The numbers tell a stark story. Nigeria's median age is roughly 18 years old.
More than half the population hasn't reached 30. Every year, about 3.5 million young people enter the job market.
Formal employment can't absorb them all. The economy simply isn't creating jobs fast enough.
But that's only part of the problem.
Young Nigerians have skills, ambition and ideas. Many lack money, market access, mentors and institutional backing though.
They're underutilized, not unemployed.
This is a productivity crisis masquerading as a jobs crisis. Recognizing the difference changes everything about policy solutions.
Current interventions miss the mark. N-Power, youth empowerment schemes and skills programmes count success by enrollment numbers.
How many people trained? How many funded?
That's the metric.
Nobody asks the harder questions. Did sustainable businesses emerge?
Were jobs actually created? Did incomes improve over time?
The focus stays on making young people employable. Enterprise creation barely registers.
That's backwards for today's Nigeria.
A policy framework built for employment economies won't work in entrepreneurial ones. We're applying yesterday's solutions to tomorrow's challenges.

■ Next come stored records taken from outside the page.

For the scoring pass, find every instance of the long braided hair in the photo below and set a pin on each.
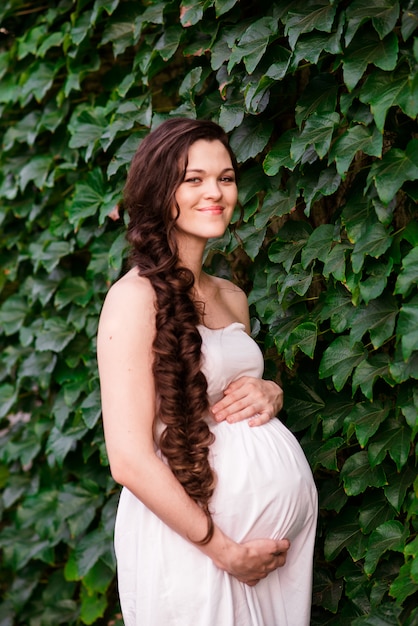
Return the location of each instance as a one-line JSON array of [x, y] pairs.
[[157, 170]]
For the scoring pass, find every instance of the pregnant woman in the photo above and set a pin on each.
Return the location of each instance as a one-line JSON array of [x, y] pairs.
[[209, 506]]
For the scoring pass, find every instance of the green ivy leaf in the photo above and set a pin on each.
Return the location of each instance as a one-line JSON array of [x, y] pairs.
[[88, 197], [368, 371], [318, 244], [73, 289], [378, 318], [375, 511], [317, 133], [321, 97], [383, 13], [8, 395], [390, 535], [339, 360], [93, 606], [169, 41], [38, 80], [398, 485], [357, 474], [55, 335], [404, 584], [304, 19], [279, 155], [408, 275], [250, 138], [303, 337], [253, 43], [369, 49], [346, 534], [393, 170], [383, 90], [13, 313], [407, 328], [365, 418], [374, 241], [357, 138], [395, 438]]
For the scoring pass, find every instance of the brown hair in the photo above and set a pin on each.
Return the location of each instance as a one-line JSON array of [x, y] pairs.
[[157, 170]]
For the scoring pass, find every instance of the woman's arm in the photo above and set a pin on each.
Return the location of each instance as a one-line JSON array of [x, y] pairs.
[[126, 332]]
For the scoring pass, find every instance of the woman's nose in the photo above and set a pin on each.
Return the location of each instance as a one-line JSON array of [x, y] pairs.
[[213, 189]]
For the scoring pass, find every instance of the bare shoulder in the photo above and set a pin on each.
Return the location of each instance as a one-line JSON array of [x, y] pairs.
[[232, 299], [131, 300]]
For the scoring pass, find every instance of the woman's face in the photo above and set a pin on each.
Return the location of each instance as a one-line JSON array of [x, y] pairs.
[[208, 194]]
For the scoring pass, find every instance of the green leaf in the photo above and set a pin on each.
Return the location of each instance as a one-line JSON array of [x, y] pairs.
[[374, 241], [378, 318], [357, 474], [13, 313], [338, 308], [346, 534], [86, 554], [169, 41], [393, 170], [317, 133], [279, 155], [93, 606], [55, 335], [369, 48], [73, 289], [404, 585], [407, 328], [398, 485], [357, 138], [408, 275], [318, 244], [321, 97], [390, 535], [324, 454], [395, 438], [88, 197], [38, 80], [383, 13], [303, 337], [375, 511], [250, 138], [253, 43], [36, 171], [383, 90], [87, 126], [366, 418], [304, 19], [231, 116], [275, 204], [365, 374], [374, 285], [335, 261], [8, 395], [339, 360]]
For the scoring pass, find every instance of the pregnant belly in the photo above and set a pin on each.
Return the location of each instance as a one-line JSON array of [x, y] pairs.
[[264, 484]]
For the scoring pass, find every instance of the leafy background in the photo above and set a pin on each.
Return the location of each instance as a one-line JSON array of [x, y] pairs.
[[320, 99]]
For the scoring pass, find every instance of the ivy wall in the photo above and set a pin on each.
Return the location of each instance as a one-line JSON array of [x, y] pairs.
[[320, 99]]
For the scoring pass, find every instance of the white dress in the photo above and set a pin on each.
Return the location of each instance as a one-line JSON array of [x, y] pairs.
[[264, 489]]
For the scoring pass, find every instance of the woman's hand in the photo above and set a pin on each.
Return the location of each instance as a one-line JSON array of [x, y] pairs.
[[249, 397], [253, 560]]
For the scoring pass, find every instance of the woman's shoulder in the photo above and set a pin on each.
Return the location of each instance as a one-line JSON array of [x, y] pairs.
[[132, 296], [232, 299]]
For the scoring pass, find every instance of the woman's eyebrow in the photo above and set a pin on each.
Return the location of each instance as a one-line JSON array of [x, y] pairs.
[[195, 169]]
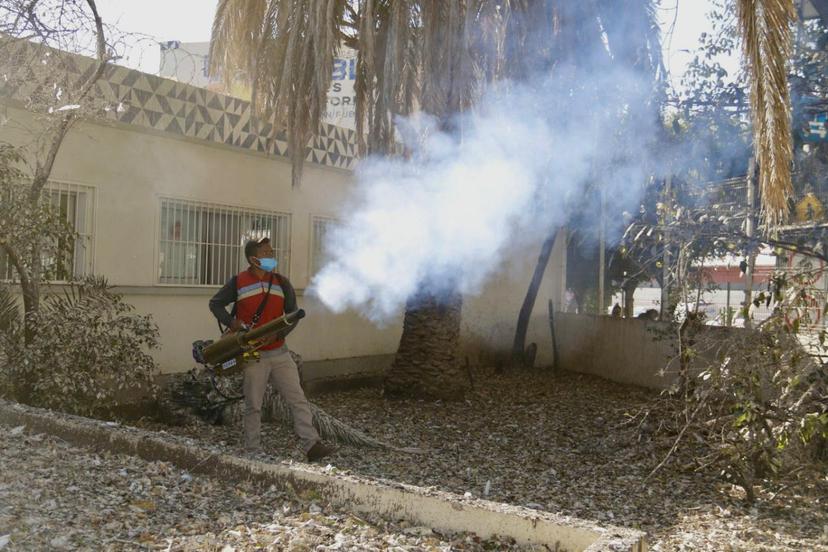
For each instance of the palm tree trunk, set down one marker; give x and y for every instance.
(426, 365)
(519, 344)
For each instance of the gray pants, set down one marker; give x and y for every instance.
(278, 368)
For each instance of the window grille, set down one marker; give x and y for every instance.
(320, 232)
(76, 204)
(202, 244)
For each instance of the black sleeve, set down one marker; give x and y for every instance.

Programmes emphasize short-term support and quick wins. Sustainable income generation gets less attention.
Training matters, but training alone doesn't transform lives.
Young people need more than skills courses. They need access to finance that actually works.

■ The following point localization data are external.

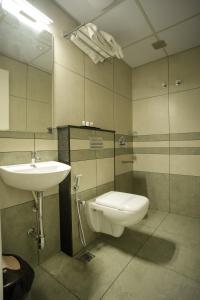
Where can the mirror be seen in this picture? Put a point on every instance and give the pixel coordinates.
(27, 55)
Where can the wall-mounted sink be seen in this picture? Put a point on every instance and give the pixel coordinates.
(35, 177)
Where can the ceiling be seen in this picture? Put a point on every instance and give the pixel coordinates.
(22, 43)
(136, 24)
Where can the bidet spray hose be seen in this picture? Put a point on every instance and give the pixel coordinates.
(77, 180)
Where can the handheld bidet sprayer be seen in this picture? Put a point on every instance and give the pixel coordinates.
(77, 180)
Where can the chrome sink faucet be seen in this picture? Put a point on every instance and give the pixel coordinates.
(34, 157)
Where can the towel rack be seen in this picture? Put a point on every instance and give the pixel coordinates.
(68, 34)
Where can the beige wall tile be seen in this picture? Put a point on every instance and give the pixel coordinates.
(152, 163)
(150, 116)
(185, 66)
(102, 73)
(10, 145)
(39, 85)
(38, 116)
(98, 105)
(105, 170)
(185, 164)
(68, 55)
(17, 75)
(151, 144)
(68, 97)
(184, 111)
(120, 166)
(123, 115)
(11, 196)
(17, 113)
(88, 170)
(122, 78)
(147, 80)
(195, 143)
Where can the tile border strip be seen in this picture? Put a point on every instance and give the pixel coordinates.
(188, 136)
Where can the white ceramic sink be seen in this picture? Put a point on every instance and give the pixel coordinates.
(37, 177)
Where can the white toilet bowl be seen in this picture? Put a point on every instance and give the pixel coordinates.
(110, 213)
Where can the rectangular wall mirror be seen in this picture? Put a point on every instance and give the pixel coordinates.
(27, 55)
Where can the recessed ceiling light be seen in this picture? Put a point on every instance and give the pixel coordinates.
(101, 4)
(27, 13)
(159, 44)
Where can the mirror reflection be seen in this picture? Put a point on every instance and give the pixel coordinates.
(27, 55)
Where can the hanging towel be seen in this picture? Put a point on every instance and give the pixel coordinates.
(98, 45)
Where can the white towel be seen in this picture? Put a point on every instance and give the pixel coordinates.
(98, 45)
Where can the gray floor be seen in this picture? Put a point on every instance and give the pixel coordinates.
(158, 259)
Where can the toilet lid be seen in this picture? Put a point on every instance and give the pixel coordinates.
(122, 201)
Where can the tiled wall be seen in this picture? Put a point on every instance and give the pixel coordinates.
(82, 91)
(100, 93)
(30, 96)
(166, 125)
(16, 205)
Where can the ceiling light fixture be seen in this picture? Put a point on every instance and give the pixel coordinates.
(27, 13)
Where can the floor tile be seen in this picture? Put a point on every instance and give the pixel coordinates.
(131, 240)
(45, 287)
(143, 280)
(174, 252)
(180, 225)
(153, 219)
(89, 280)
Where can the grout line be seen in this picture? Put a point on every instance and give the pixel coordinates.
(137, 41)
(135, 255)
(150, 25)
(169, 129)
(58, 281)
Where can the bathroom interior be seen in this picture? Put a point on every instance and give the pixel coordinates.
(100, 149)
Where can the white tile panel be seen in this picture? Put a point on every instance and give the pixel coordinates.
(183, 36)
(165, 13)
(142, 52)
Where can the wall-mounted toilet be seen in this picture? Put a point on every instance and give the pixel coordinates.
(111, 212)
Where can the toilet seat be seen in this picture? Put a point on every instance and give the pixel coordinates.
(122, 201)
(111, 212)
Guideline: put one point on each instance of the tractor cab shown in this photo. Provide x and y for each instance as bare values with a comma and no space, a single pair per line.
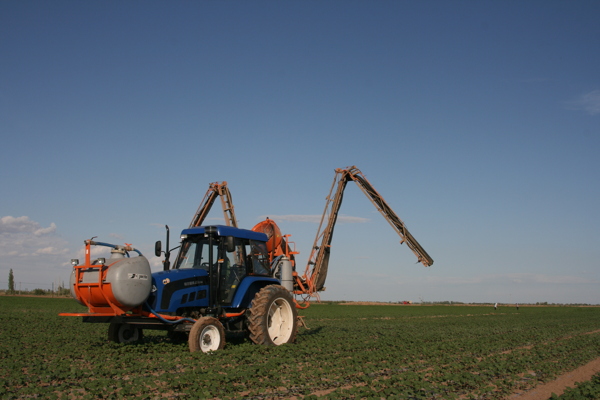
210,267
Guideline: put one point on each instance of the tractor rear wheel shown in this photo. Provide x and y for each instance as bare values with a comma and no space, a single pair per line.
273,317
124,333
207,334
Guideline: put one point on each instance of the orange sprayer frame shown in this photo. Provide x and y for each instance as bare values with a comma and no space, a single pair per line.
97,296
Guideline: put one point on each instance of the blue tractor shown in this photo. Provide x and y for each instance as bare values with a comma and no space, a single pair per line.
222,281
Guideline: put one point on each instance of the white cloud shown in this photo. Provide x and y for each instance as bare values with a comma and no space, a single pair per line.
35,253
315,218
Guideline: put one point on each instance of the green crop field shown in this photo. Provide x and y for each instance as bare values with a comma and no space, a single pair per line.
349,352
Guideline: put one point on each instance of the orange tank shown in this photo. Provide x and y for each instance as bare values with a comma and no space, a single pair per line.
270,228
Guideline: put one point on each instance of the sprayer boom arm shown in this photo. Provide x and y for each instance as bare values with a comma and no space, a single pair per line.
215,189
316,269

They need real market connections and experienced mentors guiding them.
Support systems must measure long-term outcomes, not just activity. Did the business survive two years?
Three years? Is the founder earning more?
Nigeria's youth strategy needs rebuilding from the ground up. The current architecture treats entrepreneurship as backup to employment.
It should be the main road instead.
Policymakers must shift their thinking. Youth development isn't about job placement anymore.
It's about creating the conditions where young people build valuable enterprises.
That requires different programmes. Different funding structures.
Different success metrics too.
The challenge is real and urgent. Solutions exist, but they demand a complete rethinking of how Nigeria supports its young people.
The economy has changed. Policy must follow.